Katherine MacAlister has a chat with with comedian Dara O’Briain

It has been three years since Dara O’Briain, one of our finest live comedians, last hit the road. So it is with great delight that we welcome this much-loved comic back to Oxford’s New Theatre tomorrow night.

After a spell away in the TV studio making such successful shows as Mock the Week, The Apprentice: You’re Fired! and Star Gazing Live, Dara returns to his first love: live comedy. And he couldn’t be happier about it.

In fact Dara cannot contain his excitement. Dubbed “the king of audience interaction”, he excels at rapid-fire exchanges with his fans and his dazzling mixture of witty, daring, thought-provoking and hilarious anecdotes.

Dara, who grew up in Dublin, says he couldn’t resist returning to touring because live comedy is quite simply addictive.

“When you arrive at an empty theatre, the potential is immense. You think, ‘This is going to be magical’,” he beams. “Then, when the show starts and you hear those waves of laughter in the auditorium, it’s just so enjoyable. It’s a huge rush.”

The other element of stand-up that Dara relishes is its sheer spontaneity. “I love the fact that you can shape the entire evening by thinking on your feet. If Plan A doesn’t work, you have to come up with Plan B immediately.”

42-year-old Dara, who is married with two young children, adds that his improvised riffing with the audience creates “a tremendous frisson.” He adds: It’s like walking a tightrope. The audience love it because they can see you’ve got nothing up your sleeve and that things could very easily go wrong. They realise that this could go anywhere. You’re not given any easy ride.

“When I’m questioning the audience, my stance is not, ‘How can I mock this person?’ It’s, ‘I am an eight-year-old meeting this person for the first time.

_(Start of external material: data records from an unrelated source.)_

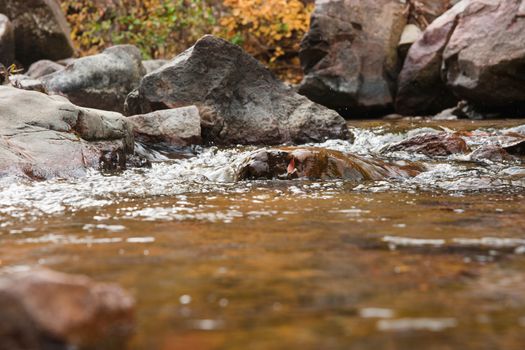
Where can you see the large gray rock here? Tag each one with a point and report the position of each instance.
(484, 60)
(42, 68)
(101, 81)
(45, 136)
(420, 87)
(41, 30)
(178, 127)
(474, 52)
(247, 102)
(7, 41)
(350, 55)
(71, 309)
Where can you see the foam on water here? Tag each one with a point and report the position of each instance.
(210, 171)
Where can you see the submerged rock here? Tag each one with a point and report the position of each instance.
(101, 81)
(69, 309)
(317, 163)
(45, 136)
(176, 127)
(248, 103)
(42, 68)
(432, 145)
(41, 30)
(350, 54)
(7, 41)
(493, 153)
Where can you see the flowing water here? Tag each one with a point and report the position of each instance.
(435, 261)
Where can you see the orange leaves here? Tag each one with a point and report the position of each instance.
(271, 30)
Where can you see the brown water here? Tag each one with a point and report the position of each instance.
(434, 262)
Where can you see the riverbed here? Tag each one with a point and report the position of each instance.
(436, 261)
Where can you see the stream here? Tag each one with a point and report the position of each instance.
(435, 261)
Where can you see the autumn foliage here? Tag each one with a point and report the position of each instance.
(270, 30)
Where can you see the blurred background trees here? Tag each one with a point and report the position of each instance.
(270, 30)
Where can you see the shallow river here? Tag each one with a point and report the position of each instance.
(434, 262)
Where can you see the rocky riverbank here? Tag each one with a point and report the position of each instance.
(226, 115)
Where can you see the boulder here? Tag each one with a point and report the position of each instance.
(178, 127)
(42, 68)
(45, 136)
(420, 87)
(317, 163)
(101, 81)
(410, 35)
(474, 52)
(247, 103)
(24, 82)
(484, 59)
(41, 30)
(71, 309)
(432, 145)
(424, 12)
(7, 41)
(349, 55)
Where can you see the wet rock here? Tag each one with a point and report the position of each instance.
(42, 68)
(420, 87)
(432, 145)
(350, 55)
(410, 35)
(516, 147)
(72, 309)
(253, 105)
(317, 163)
(424, 12)
(177, 127)
(484, 57)
(24, 82)
(101, 81)
(41, 30)
(151, 65)
(44, 136)
(493, 153)
(7, 41)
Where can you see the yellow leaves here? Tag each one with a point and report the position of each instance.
(271, 30)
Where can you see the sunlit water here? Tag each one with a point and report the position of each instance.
(435, 261)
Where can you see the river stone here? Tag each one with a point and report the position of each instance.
(253, 105)
(176, 127)
(70, 308)
(101, 81)
(493, 153)
(41, 30)
(45, 136)
(420, 87)
(349, 55)
(42, 68)
(484, 60)
(7, 41)
(151, 65)
(432, 144)
(317, 163)
(411, 34)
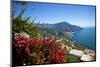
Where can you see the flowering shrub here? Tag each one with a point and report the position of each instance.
(37, 51)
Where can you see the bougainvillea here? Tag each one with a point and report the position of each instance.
(37, 51)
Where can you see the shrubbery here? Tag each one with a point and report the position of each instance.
(37, 51)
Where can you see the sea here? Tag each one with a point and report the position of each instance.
(86, 37)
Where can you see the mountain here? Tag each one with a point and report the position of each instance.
(60, 27)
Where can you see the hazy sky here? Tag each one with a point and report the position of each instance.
(83, 16)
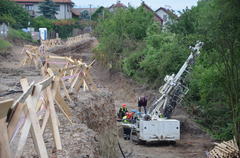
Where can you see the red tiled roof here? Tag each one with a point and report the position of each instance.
(154, 13)
(36, 1)
(118, 5)
(77, 11)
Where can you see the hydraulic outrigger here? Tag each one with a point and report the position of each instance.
(156, 125)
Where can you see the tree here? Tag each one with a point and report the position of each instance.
(85, 15)
(14, 14)
(48, 9)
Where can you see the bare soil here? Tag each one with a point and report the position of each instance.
(93, 133)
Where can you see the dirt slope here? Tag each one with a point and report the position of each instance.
(94, 114)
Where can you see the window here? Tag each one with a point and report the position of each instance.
(58, 7)
(28, 7)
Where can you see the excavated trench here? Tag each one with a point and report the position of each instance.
(93, 133)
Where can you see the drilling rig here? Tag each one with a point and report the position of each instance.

What aspects of them do I want to talk and enthuse about?’”

The comic, a graduate from University College Dublin in mathematics and theoretical physics, who presented TV shows such as Dara O’Briain: School of Hard Sums and Dara O’Briain’s Science Club, insists his audience never lets him down.

So what can we expect from his new show Crowd Tickler? “I’ll be talking about the awkward conversations we will have about grandchildren about all the resources we’ve used up and all the wonderful advances we’ve casually wasted, like Concorde and the Space Shuttle.”

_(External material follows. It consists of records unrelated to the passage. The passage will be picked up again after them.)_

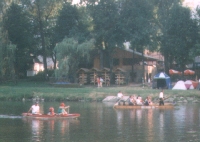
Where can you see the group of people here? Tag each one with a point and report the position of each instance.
(35, 109)
(100, 81)
(137, 100)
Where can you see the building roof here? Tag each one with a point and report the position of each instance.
(147, 57)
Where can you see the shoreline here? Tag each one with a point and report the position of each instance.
(31, 91)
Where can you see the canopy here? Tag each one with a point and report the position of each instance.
(163, 80)
(188, 84)
(189, 72)
(180, 85)
(172, 72)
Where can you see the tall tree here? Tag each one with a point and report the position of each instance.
(105, 17)
(183, 33)
(162, 8)
(44, 14)
(137, 23)
(69, 53)
(18, 26)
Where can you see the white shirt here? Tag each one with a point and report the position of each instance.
(120, 95)
(138, 102)
(35, 109)
(161, 95)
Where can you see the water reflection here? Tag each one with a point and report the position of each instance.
(51, 127)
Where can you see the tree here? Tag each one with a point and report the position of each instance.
(18, 26)
(138, 25)
(7, 58)
(44, 14)
(162, 8)
(182, 32)
(106, 31)
(69, 53)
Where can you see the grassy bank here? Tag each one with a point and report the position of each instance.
(29, 90)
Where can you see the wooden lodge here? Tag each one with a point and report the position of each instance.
(120, 76)
(122, 63)
(83, 75)
(94, 73)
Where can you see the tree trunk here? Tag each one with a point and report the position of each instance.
(132, 67)
(143, 70)
(101, 60)
(41, 30)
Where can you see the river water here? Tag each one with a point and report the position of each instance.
(99, 122)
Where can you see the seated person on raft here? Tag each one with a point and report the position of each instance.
(131, 100)
(61, 109)
(35, 109)
(147, 101)
(138, 101)
(51, 111)
(120, 98)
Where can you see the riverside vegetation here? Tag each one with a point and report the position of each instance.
(29, 91)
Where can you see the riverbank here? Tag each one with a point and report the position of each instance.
(41, 91)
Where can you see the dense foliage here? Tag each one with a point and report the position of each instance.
(38, 27)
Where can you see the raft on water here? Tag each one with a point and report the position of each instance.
(154, 106)
(45, 116)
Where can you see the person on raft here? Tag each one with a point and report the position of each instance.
(61, 109)
(51, 111)
(35, 108)
(161, 97)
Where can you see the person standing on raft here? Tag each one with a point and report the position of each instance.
(161, 97)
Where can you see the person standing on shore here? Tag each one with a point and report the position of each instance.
(35, 109)
(161, 97)
(98, 82)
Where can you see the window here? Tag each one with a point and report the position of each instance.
(127, 61)
(115, 62)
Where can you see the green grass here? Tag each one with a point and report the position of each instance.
(29, 90)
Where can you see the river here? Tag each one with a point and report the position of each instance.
(99, 122)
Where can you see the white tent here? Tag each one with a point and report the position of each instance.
(180, 85)
(188, 84)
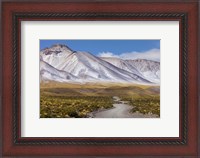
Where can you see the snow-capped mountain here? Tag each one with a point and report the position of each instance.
(60, 63)
(147, 69)
(49, 73)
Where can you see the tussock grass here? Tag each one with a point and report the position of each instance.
(63, 100)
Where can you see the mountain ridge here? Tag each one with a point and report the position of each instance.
(84, 67)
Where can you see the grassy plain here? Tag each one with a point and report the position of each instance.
(62, 100)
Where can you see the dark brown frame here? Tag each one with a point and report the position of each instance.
(185, 12)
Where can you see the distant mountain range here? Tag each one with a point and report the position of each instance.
(61, 64)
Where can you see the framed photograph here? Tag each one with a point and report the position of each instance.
(100, 79)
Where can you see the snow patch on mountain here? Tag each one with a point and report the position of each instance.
(60, 63)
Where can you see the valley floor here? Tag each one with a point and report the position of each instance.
(59, 100)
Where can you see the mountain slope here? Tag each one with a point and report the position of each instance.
(147, 69)
(85, 67)
(49, 73)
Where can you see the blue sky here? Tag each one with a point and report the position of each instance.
(112, 48)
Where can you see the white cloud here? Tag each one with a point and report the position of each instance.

“I always enjoy demolishing idiotic arguments. It suits comedy. If you take it to its logical conclusion, it’s madness. It’s a reductio ad absurdum.”

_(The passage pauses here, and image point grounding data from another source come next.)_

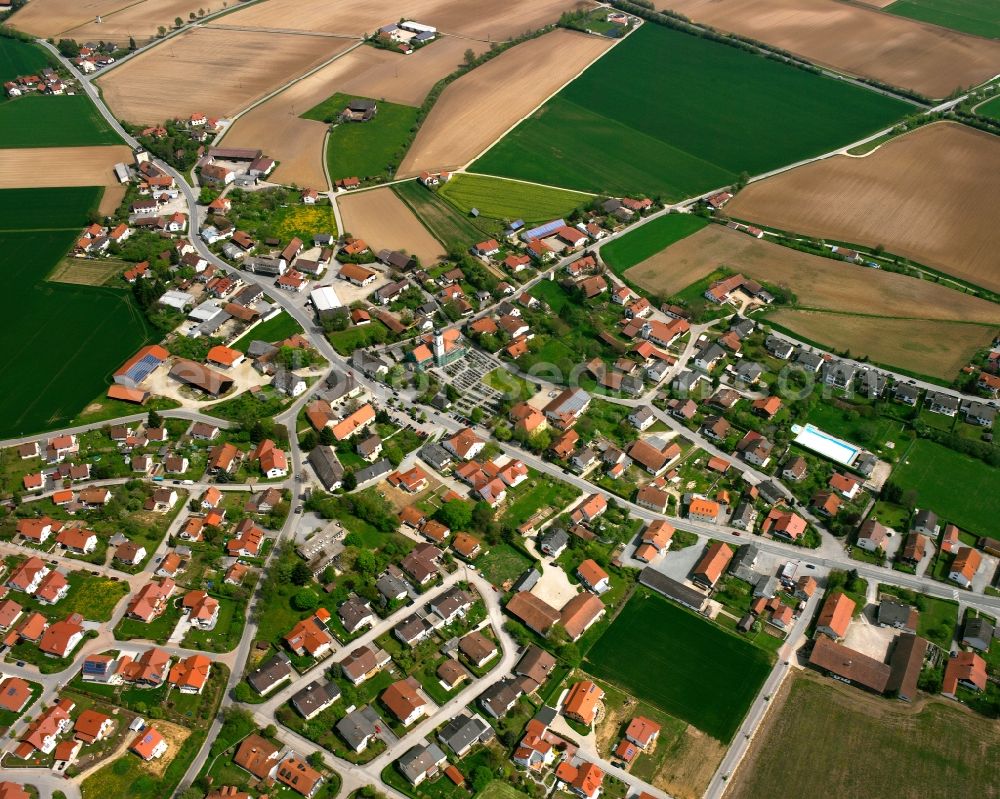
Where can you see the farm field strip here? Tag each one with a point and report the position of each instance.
(724, 111)
(516, 82)
(919, 195)
(223, 72)
(817, 282)
(856, 40)
(937, 349)
(681, 663)
(385, 222)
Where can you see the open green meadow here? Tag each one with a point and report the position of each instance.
(686, 666)
(365, 149)
(497, 198)
(959, 488)
(455, 231)
(61, 342)
(978, 17)
(644, 242)
(671, 114)
(47, 121)
(19, 58)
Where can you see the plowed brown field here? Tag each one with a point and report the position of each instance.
(817, 282)
(217, 72)
(384, 222)
(275, 126)
(490, 20)
(66, 166)
(478, 108)
(856, 40)
(929, 195)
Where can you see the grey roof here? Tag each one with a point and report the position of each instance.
(327, 466)
(314, 696)
(463, 731)
(358, 725)
(378, 469)
(419, 760)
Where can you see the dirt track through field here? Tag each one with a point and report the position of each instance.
(929, 195)
(815, 281)
(856, 40)
(938, 349)
(479, 107)
(216, 72)
(276, 127)
(66, 166)
(487, 20)
(384, 222)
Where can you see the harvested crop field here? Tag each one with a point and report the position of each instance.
(66, 166)
(816, 282)
(934, 348)
(856, 40)
(923, 196)
(934, 745)
(140, 20)
(487, 20)
(516, 82)
(381, 219)
(216, 72)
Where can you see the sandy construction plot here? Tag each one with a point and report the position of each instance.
(140, 20)
(381, 219)
(854, 39)
(66, 166)
(926, 195)
(817, 282)
(478, 108)
(275, 126)
(492, 20)
(217, 72)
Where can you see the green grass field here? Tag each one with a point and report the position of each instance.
(721, 112)
(684, 665)
(990, 109)
(60, 342)
(978, 17)
(46, 121)
(497, 198)
(20, 58)
(959, 488)
(646, 241)
(456, 232)
(365, 149)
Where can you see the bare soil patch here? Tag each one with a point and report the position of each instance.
(276, 126)
(140, 20)
(66, 166)
(938, 349)
(815, 281)
(478, 108)
(926, 196)
(384, 222)
(857, 40)
(488, 20)
(216, 72)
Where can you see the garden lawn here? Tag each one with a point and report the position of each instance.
(684, 665)
(959, 488)
(978, 17)
(723, 111)
(272, 331)
(509, 200)
(645, 241)
(19, 58)
(365, 149)
(53, 121)
(456, 232)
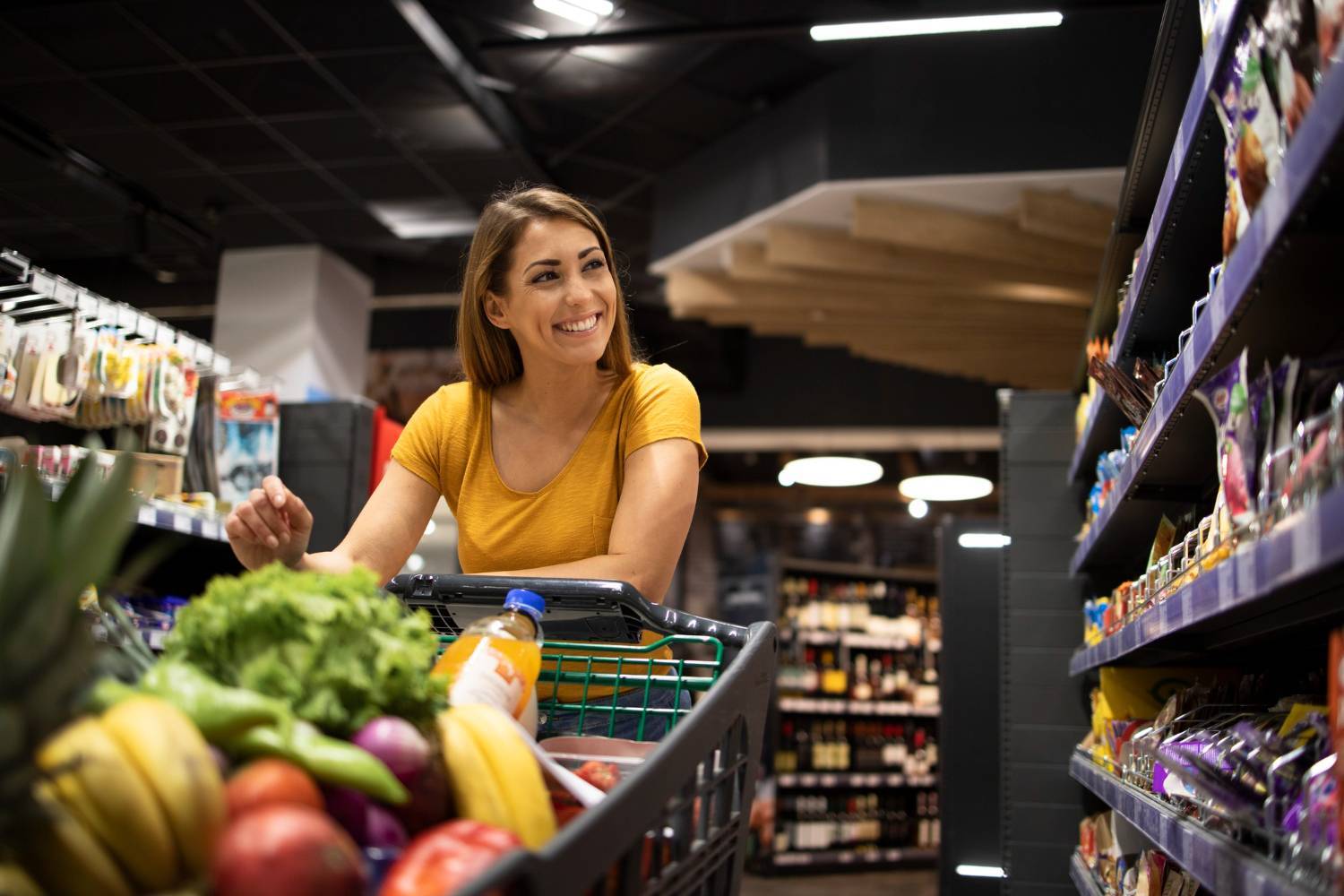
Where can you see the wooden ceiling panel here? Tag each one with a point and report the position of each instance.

But despite his wonderfully clever routines, the comedian underscores that the show is first and foremost about jokes. “I have this dread that people will go, ‘Oh Dara’s show – there’ll be some bit where he bores us with some science thing’.

“Instead I hope they’re unable to talk because I beat them over the head with so much humour and punched them repeatedly in the face with jokes – that’s my aim,” he laughs. “I want them spent. I want them silently driving back home absorbing it all, while I’m left in the empty theatre quietly wiping the make-up off my face in a mirror surrounded by light bulbs.”

He concludes that: “I make points here and there, but that’s secondary. I hope that it’s a great night’s entertainment. I hope people walk out and say, ‘Dara’s still got it. I hope he doesn’t leave it another three years!’ If they do that, then I will be delighted.”

ON STAGE
Dara O’Briain’s Crowd Tickler show is on tomorrow night at the New Theatre in George Street, Oxford.